I pull up to the garage exit and go to insert my paid ticket, except... it's not in my hand. Or in my purse. Or in the car console. Or... anywhere. I illegally back up so I'm not blocking the exit lane and start to go through my purse methodically. I cannot have lost this ticket between the machine downstairs and my car. It's just not possible! I didn't go anywhere, stop for anything, put anything down. It HAS to be in here somewhere.
I take everything out of my wallet. I take every paper out of my purse. I look in the glove compartment, under the seat. I get out and look in the trunk, thinking maybe I dropped it when I put the second package back there. No.

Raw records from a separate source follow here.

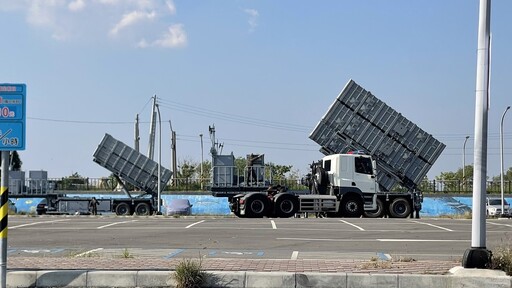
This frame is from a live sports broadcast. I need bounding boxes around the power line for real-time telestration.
[159,99,310,132]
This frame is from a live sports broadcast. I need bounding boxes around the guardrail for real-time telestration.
[9,177,512,195]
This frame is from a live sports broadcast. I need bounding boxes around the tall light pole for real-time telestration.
[462,0,491,269]
[462,136,469,191]
[155,103,162,215]
[500,106,510,216]
[199,134,204,190]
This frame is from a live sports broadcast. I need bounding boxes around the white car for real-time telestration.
[486,197,512,216]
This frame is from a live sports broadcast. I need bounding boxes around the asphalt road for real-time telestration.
[7,216,512,260]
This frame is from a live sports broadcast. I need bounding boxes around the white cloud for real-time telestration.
[165,0,176,15]
[0,0,187,48]
[27,0,62,26]
[244,9,260,31]
[68,0,85,11]
[110,11,156,35]
[152,24,188,48]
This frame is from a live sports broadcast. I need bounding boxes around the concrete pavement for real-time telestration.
[7,257,512,288]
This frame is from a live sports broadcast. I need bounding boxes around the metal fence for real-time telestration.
[9,177,512,195]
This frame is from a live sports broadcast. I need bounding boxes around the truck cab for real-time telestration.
[322,152,378,210]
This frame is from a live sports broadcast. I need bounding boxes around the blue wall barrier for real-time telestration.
[10,194,512,217]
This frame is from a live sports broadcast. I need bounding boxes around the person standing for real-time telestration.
[89,197,98,215]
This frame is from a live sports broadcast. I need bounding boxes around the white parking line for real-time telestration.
[9,219,70,230]
[340,220,364,231]
[270,220,277,229]
[97,220,138,229]
[75,248,103,257]
[487,221,512,227]
[376,239,471,242]
[276,237,377,242]
[185,220,205,229]
[409,220,453,232]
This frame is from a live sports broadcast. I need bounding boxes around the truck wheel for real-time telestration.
[364,199,384,218]
[245,194,270,218]
[340,196,364,218]
[389,198,411,218]
[116,202,130,216]
[275,195,299,218]
[134,203,151,215]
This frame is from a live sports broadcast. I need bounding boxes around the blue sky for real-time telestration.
[0,0,512,178]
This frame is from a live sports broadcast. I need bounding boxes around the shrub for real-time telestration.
[173,259,206,288]
[491,246,512,276]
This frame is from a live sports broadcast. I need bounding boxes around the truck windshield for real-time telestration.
[489,199,508,205]
[355,157,373,175]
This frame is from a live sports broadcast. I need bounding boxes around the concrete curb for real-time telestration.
[7,269,512,288]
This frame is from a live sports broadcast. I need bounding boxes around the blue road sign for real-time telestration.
[0,84,27,151]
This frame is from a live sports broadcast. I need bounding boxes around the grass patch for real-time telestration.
[173,259,206,288]
[121,248,133,259]
[359,257,392,269]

Ticket.
I hang my head in shame and go into the parking office next to the exit. I lost my ticket, I tell the lady working there. Somehow, between paying the machine and walking to my car I lost my ticket. I just paid. Just now. Two minutes ago. But I can't find my ticket. I paid with a credit card, is there anyway she can look it up? I furiously look away from the sign declaring "Lost Tickets Pay Maximum Daily Fee - No Exceptions".
She holds out her hand for my credit card and walks back to her computer. She scrolls through many screens. I stand there for at least five minutes. She obviously cannot find it. I resign myself to paying the $22 maximum fee, on top of the $7 I already paid, reasoning that it's still cheaper than getting the car towed. Or having to pay for an entire lost Amazon order. Things could be a whole lot worse.

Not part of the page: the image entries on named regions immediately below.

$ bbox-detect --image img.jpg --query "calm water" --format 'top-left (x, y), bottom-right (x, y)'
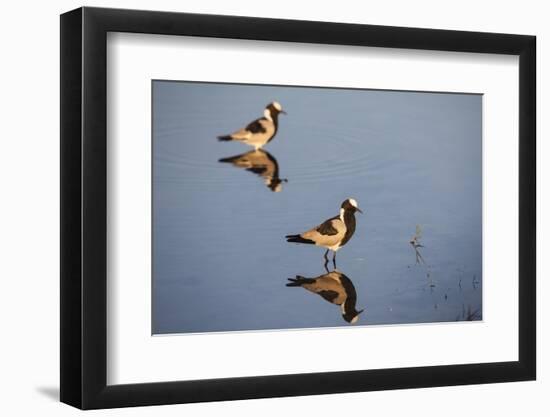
top-left (152, 81), bottom-right (482, 334)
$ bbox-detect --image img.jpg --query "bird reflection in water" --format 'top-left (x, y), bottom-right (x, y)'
top-left (286, 269), bottom-right (363, 324)
top-left (219, 149), bottom-right (288, 193)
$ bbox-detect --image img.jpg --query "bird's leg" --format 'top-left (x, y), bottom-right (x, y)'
top-left (323, 249), bottom-right (328, 272)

OK, I see you, she says suddenly, handing back my credit card. Just pull up to the gate here and I'll let you through. Thank you, I tell her. Thank you so, so, so much.
We are not going to talk about how I had to park in the scary annex garage when I got back to work because there were no spaces in the regular garage, and then I spent fifteen minutes trying to find my damn way out of there. No, we're not going to discuss how the exit door had a sign that said "Push Hard - Door Will Open" but I pushed as hard as I could and the damn door did NOT open, so I had to go back up the stairs, back to the car, and walk all the way through the annex garage and the regular garage to get back out to the street.
We're also not going to talk about how I after work, I 1) forgot my purse in my office, and 2) was stopped by a kind lady on my way out of the bathroom who told me that my skirt was a little bit caught in my bag. Which was her nice way of saying "your skirt is tucked into your underwear."